I have tried leaving several steps between myself and the next person to provide more time for them to exit, to no avail. And a firm "excuse me" falls on deaf ears and doesn't have the benefit of correcting the behavior. My husband prefers to merely bump into the offenders to show them the effects. Can you offer any better suggestions?
GENTLE READER: Better than shoving people on escalators? Miss Manners would hope so. If not, she is in the wrong business.
You say, "Excuse me," and if this is ineffective you take the next steps: 1) Say it slightly louder. 2) Say it while tapping the person gently on the shoulder. 3) Prepare yourself to go around them and hop off fast.
DEAR MISS MANNERS: My husband died 18 months ago. I am rather young, 31, but I have a toddler that is my focus right now along with preparing to move (we live with my mom) and getting a job and settled there, and being my own family again after a lot of changes in my life.
My problem is that a lot of my friends (even other widows) and my dad are trying to insinuate, or in some cases say directly, that I should date when I have made it clear (I thought) that I didn't want to at this time and hoped they would respect my decision about this in my life. How can I tell them politely to keep out of my dating life until I seek their advice on how to start dating again?
GENTLE READER: Miss Manners has just the phrase for you.
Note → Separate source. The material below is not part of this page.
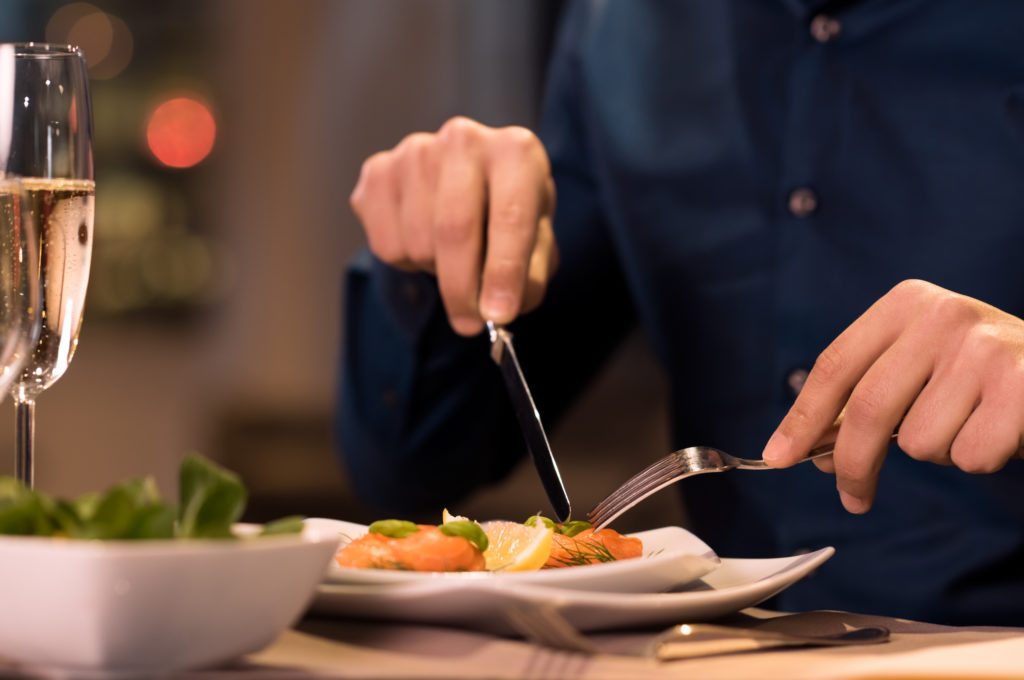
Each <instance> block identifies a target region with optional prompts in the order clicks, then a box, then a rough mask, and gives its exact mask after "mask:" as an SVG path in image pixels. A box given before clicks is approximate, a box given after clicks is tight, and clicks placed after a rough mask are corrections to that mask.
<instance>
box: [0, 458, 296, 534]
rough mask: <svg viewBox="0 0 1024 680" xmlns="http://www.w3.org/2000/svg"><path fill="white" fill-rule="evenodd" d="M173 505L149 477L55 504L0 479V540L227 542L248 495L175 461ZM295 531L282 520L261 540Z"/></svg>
mask: <svg viewBox="0 0 1024 680" xmlns="http://www.w3.org/2000/svg"><path fill="white" fill-rule="evenodd" d="M178 482H179V483H178V504H177V506H175V505H174V504H172V503H168V502H167V501H165V500H163V499H162V498H161V497H160V492H159V491H158V490H157V482H156V481H155V480H154V479H153V478H152V477H146V478H144V479H130V480H128V481H125V482H122V483H120V484H117V485H115V486H113V487H111V488H110V490H108V491H106V492H103V493H101V494H87V495H84V496H80V497H78V498H76V499H74V500H71V501H66V500H60V499H55V498H53V497H51V496H49V495H47V494H44V493H42V492H39V491H36V490H33V488H29V487H28V486H26V485H25V484H23V483H22V482H19V481H18V480H17V479H14V478H13V477H0V534H6V535H17V536H48V537H60V538H69V539H104V540H141V539H233V538H237V536H236V534H234V532H233V526H234V523H236V522H237V521H238V520H239V518H240V517H241V516H242V513H243V512H244V511H245V507H246V501H247V497H248V493H247V491H246V487H245V484H243V483H242V480H241V479H240V478H239V477H238V475H236V474H234V473H233V472H230V471H229V470H227V469H225V468H223V467H221V466H219V465H217V464H216V463H214V462H212V461H210V460H208V459H206V458H204V457H202V456H200V455H198V454H190V455H188V456H185V458H184V459H183V460H182V461H181V465H180V468H179V470H178ZM301 530H302V519H301V518H300V517H285V518H283V519H279V520H276V521H273V522H269V523H268V524H265V525H263V526H262V527H261V530H259V532H258V533H260V534H264V535H265V534H292V533H299V532H301Z"/></svg>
She understands that these are people you believe care for you, even if they think they know better how you should run your life, and that you might even be able to envision a time when their encouragement might be welcome. She also understands that while you are coping with your altered circumstances, you do not need them pestering you with facile arguments about moving on.
The phrase to use in reply to any such suggestions is, "I'm in mourning."
Unlike "I don't feel up to it" or "I'm not ready yet," it dwells on a formal convention, rather than your feelings. Remember, they have already tried to overrule your mere feelings.
The very word "mourning" to define a period of time following the funeral produces shock. They may still argue, but they will have to realize that pushing a mourning widow out on a date is not likely to produce romantic results.